Lo cierto es que la fauna y flora de los subtes es particular, hablando siempre de los de Buenos Aires, constantemente cambiante, porque no es lo mismo aventurarse entre las cinco y las siete de la tarde que hacerlo durante los últimos horarios de la noche. Lo que sí se repite es que en cada diferencia horaria y humana, existen pasajes que vale la pena retratar, al menos por escrito, como la que me pasó esta semana que pasó, que se fue y no regresará jamás.

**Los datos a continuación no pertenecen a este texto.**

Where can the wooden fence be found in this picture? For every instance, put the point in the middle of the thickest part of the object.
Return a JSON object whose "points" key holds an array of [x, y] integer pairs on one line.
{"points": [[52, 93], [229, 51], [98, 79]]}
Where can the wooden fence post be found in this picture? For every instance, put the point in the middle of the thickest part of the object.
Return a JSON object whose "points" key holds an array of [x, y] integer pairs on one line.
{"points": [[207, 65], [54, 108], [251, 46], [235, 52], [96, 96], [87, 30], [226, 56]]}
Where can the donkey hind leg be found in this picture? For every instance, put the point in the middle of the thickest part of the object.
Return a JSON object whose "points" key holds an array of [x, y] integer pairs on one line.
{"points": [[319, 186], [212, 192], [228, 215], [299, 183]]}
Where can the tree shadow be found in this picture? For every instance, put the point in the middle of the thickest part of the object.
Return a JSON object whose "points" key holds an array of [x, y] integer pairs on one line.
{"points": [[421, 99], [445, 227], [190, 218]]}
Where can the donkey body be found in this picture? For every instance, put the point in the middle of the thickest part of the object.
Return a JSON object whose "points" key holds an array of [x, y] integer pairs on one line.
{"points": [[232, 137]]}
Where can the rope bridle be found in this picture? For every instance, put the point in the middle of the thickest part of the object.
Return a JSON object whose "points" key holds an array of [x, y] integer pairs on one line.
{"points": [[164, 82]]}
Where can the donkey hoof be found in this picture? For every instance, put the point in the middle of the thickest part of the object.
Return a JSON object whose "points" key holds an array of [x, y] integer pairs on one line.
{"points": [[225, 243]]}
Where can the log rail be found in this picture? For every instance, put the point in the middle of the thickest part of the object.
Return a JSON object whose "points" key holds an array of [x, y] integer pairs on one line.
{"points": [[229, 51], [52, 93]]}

La vida del posgrado va a ser dura, me dije en su momento hace un par de semanas. Claramente, estaba equivocado. O no. Lo duro es el viaje de ida y el viaje de vuelta a la ciudad de la furia, como la llamaba Cerati. Un respirar continuo en colectivos, subtes, bondis, subtes y combis, además del que te respira el humo de cigarrillo invariablemente en algún tramo de la ciudad. Fue en uno de estos viajes, el de las dos Plazas Italias, que sucedió. Una de esas sonrisas que se te quedan en la retina, en las más profundas “ocularidades”, como cuando pestañeás después de mirar fijamente a una luz y conseguís ver ese eco lumínico todavía presente, sin deseos de abandono.

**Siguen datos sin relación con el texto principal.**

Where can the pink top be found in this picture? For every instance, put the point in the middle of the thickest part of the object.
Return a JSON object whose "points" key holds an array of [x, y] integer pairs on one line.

Debo confesar, entre paréntesis, que soy uno de esos grandes admiradores de sonrisas y no precisamente de las galletitas, si no de esas que desnudando o no los dientes, son sin duda alguna la mejor decoración que un segundo de una vida puede tener. O dos, o tres, cinco, o una carcajada. He conocido a preciosas sonrisas bien argentas, algunas más cerca y otras más lejos de donde sonríe mi humilde sonrisa. Magníficas sonrisas en Chicago, Estados Unidos, de las cuales varias no eran precisamente estadounidenses (como la de mi jefe Mario, bien mexicano, cuando limpiábamos los pasillos de aquella excelsa universidad y repetía anécdotas en las que curiosamente siempre a alguien se le caía agua “all over the place”). Crucé el charco para descubrir la América de las sonrisas y me encontré, además, con otras varias. Una canina, de cuatro patas. Otra muy sabia, en la cima de la Catedral del Mar.

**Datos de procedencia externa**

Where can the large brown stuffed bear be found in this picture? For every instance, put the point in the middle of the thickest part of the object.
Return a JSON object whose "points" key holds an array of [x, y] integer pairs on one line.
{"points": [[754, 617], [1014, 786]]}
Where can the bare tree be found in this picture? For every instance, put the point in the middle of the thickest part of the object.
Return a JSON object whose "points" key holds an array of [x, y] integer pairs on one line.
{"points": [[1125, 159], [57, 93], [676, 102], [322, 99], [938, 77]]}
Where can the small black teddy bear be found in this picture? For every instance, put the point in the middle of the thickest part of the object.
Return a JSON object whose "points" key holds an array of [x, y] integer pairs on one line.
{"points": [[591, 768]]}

Ahora bien, hace no tanto sucedió que la vocecita que anuncia las estaciones del subte D resolvió que Plaza Italia estaba todavía muy lejos y se anticipó. Claramente, ante tamaña confusión, varios de los que en efecto íbamos hasta Plaza Italia nos detuvimos, inequívocos, a pensar: “¿De qué estás hablando, Willis?”. Porque las puertas se abrieron y no estábamos donde el subte nos decía que estábamos. Se ve que la pregunta colectiva que le hicimos a Willis se transmitió a mi cara de alguna manera indescifrable e incomprobable, salvo por la joven que estaba de pie frente a mí, del otro lado del vagón. Morocha, de negro, con uno de esos pompones blancos sujetándole el pelo, como para decirle a los conejos que hay vida después de la muerte. Un Valhalla en el que Odín no es más que una bella veinteañera con varios piercings y pinta de rebelde sin causa, con un bolso de Tommy Hilfiger.
Me vio y me regaló una sonrisa.
En la segunda Plaza Italia nos bajamos. Yo me fui para Plaza y ella, para Italia.